Webb’s cool instrument enters payload module

08/07/2013 4950 views 66 likes
ESA / Science & Exploration / Space Science

Inside the cleanrooms of NASA’s Goddard Space Flight Center, the international James Webb Space Telescope (JWST) is beginning to take shape.

JWST is a future infrared space observatory with a collecting area more than two and a half times larger than ESA’s Herschel – the largest infrared scientific telescope so far flown to space.

In this image, the MIRI mid-infrared camera and spectrograph, built by a consortium of European scientists and NASA’s Jet Propulsion Laboratory, is being integrated into the science payload module of JWST. Here, MIRI is being held by a special balance beam (left), which is being manoeuvred using a precision overhead crane by the engineer at the base of the ladder.

After installation into the payload module (right), the first parts of MIRI’s cooling system were attached to the instrument and the MIRI insulation shield was closed.

Once in orbit, the telescope and the payload module will have a very low temperature of –233ºC to keep their own infrared emission from overwhelming the signals from the faint and distant astronomical targets that MIRI will study.

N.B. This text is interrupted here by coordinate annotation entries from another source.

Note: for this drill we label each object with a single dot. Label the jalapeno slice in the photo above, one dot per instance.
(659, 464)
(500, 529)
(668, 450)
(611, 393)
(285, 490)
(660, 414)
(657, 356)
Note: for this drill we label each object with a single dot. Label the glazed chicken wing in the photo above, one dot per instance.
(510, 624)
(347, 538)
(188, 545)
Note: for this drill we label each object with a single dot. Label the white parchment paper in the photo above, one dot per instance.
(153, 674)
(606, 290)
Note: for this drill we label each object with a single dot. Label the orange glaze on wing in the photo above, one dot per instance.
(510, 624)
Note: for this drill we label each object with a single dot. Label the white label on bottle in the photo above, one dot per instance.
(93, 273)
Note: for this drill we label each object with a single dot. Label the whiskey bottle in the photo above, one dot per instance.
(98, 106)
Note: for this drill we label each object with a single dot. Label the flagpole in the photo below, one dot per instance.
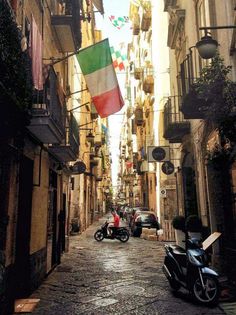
(74, 53)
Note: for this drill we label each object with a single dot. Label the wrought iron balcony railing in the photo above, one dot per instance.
(47, 113)
(189, 72)
(68, 150)
(67, 26)
(175, 126)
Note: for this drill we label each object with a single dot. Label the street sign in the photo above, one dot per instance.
(158, 154)
(78, 168)
(168, 168)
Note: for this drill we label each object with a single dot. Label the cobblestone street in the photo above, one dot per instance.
(112, 278)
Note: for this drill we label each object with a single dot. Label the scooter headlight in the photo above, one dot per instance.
(197, 260)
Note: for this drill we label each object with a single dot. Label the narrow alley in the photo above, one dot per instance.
(111, 277)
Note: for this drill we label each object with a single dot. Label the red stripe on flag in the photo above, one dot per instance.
(109, 102)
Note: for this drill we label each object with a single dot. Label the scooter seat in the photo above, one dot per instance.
(179, 254)
(177, 249)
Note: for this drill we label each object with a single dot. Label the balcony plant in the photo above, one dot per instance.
(215, 89)
(16, 80)
(178, 224)
(147, 16)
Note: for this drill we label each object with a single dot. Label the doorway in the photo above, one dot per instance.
(23, 229)
(52, 222)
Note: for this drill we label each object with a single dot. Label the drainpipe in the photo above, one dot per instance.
(39, 169)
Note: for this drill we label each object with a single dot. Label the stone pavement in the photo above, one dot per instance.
(111, 277)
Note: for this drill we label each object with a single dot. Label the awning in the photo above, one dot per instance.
(99, 5)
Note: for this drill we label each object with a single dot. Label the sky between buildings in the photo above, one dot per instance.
(117, 38)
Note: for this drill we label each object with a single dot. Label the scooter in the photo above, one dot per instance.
(189, 269)
(120, 233)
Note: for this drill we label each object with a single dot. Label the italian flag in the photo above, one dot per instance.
(97, 67)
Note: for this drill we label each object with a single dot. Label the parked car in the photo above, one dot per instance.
(144, 219)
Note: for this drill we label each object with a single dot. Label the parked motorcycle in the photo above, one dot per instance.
(189, 269)
(120, 233)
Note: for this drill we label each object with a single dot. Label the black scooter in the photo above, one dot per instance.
(120, 233)
(189, 269)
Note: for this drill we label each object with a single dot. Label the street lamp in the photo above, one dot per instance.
(207, 46)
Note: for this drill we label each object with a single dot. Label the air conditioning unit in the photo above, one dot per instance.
(158, 154)
(163, 193)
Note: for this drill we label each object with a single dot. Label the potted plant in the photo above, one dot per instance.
(178, 224)
(193, 226)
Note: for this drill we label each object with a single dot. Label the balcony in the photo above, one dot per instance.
(69, 149)
(67, 27)
(192, 107)
(175, 126)
(47, 122)
(169, 4)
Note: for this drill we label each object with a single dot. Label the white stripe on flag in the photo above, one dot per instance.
(101, 81)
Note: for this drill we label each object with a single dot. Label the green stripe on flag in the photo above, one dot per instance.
(95, 57)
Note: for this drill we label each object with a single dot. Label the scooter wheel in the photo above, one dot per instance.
(98, 235)
(209, 295)
(175, 286)
(124, 237)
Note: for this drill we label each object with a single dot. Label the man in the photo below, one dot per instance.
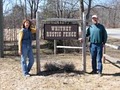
(98, 37)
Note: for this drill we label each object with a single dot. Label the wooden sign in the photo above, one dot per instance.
(60, 31)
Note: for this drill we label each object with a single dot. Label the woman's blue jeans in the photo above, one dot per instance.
(27, 52)
(96, 55)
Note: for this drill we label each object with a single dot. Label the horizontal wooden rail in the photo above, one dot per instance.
(111, 59)
(69, 47)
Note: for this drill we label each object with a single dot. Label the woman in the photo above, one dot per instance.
(25, 46)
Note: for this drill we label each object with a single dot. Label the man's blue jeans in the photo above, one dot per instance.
(27, 52)
(96, 55)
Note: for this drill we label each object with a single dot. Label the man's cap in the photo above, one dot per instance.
(94, 16)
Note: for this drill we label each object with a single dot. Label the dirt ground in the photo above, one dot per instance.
(11, 77)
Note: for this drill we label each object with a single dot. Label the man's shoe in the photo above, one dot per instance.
(92, 72)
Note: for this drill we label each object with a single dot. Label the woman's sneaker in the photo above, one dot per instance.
(27, 75)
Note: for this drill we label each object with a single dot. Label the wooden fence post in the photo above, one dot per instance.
(37, 44)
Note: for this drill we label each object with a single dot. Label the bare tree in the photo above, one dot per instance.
(33, 7)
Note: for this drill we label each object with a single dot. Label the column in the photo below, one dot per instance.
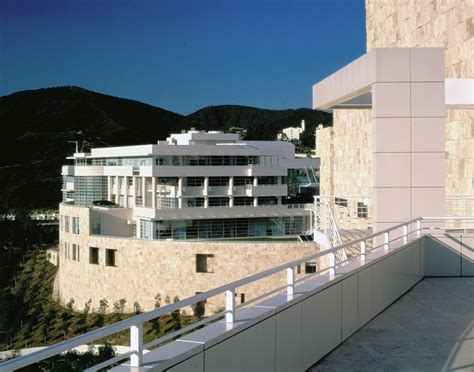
(153, 192)
(125, 191)
(117, 190)
(408, 134)
(144, 191)
(109, 188)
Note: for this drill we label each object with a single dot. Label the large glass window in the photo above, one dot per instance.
(225, 228)
(219, 202)
(195, 181)
(242, 181)
(267, 200)
(75, 225)
(195, 202)
(243, 201)
(218, 181)
(267, 180)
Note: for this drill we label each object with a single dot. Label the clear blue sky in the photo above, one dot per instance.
(181, 55)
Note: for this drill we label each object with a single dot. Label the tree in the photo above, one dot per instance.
(155, 323)
(199, 309)
(137, 308)
(70, 304)
(176, 317)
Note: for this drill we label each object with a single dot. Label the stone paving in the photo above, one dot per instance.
(430, 328)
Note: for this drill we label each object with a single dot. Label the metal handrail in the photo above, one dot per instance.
(136, 322)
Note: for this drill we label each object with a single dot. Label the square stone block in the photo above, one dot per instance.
(391, 100)
(427, 134)
(391, 134)
(428, 202)
(392, 169)
(391, 204)
(427, 64)
(392, 65)
(427, 169)
(427, 100)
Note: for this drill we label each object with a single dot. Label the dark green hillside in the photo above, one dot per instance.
(36, 126)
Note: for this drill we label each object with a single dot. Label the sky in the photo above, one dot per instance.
(180, 55)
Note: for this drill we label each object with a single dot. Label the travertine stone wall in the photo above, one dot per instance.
(435, 23)
(145, 268)
(346, 157)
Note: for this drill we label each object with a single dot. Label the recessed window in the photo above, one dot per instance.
(94, 255)
(110, 257)
(75, 225)
(310, 267)
(204, 263)
(362, 210)
(195, 181)
(341, 202)
(75, 252)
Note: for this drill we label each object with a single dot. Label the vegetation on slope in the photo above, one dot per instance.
(36, 126)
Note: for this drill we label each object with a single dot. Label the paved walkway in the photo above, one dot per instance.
(431, 328)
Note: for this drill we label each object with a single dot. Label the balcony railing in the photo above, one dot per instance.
(383, 241)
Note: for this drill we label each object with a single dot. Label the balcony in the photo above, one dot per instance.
(385, 306)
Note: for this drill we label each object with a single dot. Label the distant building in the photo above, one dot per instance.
(292, 133)
(179, 217)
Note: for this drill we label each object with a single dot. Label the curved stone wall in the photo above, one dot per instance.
(144, 268)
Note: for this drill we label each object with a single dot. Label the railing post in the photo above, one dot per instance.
(136, 345)
(229, 306)
(363, 250)
(332, 264)
(290, 281)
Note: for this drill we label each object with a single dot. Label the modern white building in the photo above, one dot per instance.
(195, 185)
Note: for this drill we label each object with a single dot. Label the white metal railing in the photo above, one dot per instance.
(399, 234)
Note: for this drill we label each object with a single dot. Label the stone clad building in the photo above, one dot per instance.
(346, 149)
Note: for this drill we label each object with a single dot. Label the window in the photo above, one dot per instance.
(218, 202)
(204, 263)
(267, 200)
(66, 223)
(75, 225)
(242, 181)
(195, 202)
(75, 252)
(268, 180)
(362, 210)
(310, 267)
(94, 255)
(110, 257)
(218, 181)
(243, 200)
(195, 181)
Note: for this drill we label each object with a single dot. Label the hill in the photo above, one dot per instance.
(36, 126)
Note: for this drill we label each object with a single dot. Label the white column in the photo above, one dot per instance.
(125, 192)
(117, 190)
(109, 188)
(180, 192)
(144, 191)
(206, 186)
(153, 192)
(231, 186)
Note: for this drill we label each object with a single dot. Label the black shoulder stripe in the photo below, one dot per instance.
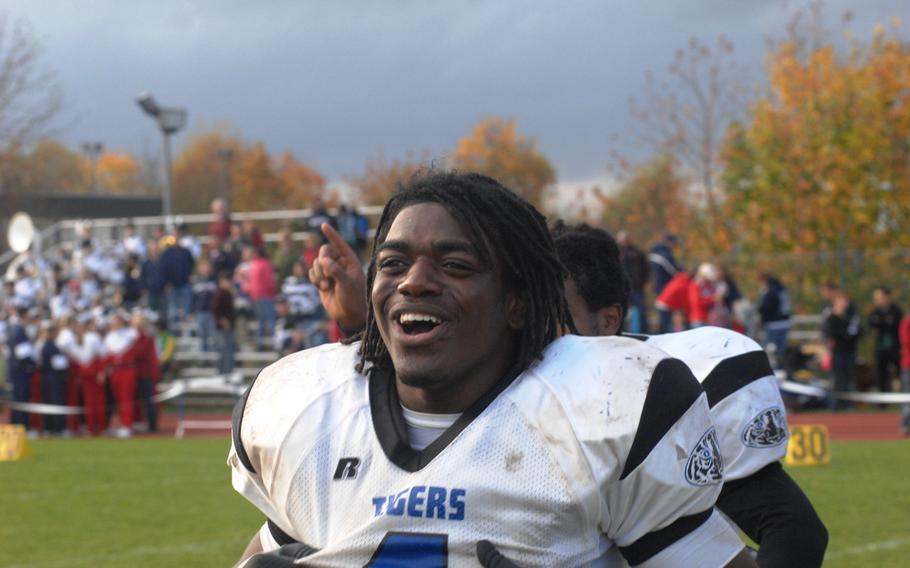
(636, 336)
(279, 535)
(734, 373)
(671, 393)
(236, 422)
(653, 542)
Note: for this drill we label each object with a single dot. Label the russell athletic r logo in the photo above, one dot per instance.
(347, 468)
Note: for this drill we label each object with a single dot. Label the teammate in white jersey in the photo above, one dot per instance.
(742, 390)
(561, 452)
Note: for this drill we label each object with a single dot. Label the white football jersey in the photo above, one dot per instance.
(742, 391)
(604, 446)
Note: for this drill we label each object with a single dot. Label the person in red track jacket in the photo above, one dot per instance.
(147, 367)
(86, 354)
(120, 348)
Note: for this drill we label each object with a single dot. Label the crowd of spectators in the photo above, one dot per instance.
(98, 326)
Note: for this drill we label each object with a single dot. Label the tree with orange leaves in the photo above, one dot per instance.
(496, 148)
(118, 172)
(650, 202)
(381, 177)
(821, 170)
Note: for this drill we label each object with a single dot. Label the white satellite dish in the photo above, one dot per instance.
(20, 233)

But MIRI, wrapped in an insulation blanket protecting it from the ‘heat’ of the rest of the payload module, will be cooled even further, to –266ºC, the perfect temperature for its state-of-the art detectors.

MIRI will be capable of penetrating thick layers of dust obscuring regions of intense star birth, it will see galaxies near the beginning of the Universe, and it will study sites of new planet formation and the composition of the interstellar medium.

In addition to MIRI, ESA is also leading the development of another of JWST’s four instruments: NIRSpec, the Near-Infrared Spectrograph, which will obtain spectra of more than 100 galaxies or stars simultaneously to study star formation and chemical compositions of young distant galaxies.

JWST is scheduled for launch in 2018 on an Ariane 5 rocket from Europe’s spaceport in Kourou, French Guiana. It is a partnership between ESA, NASA and the Canadian Space Agency.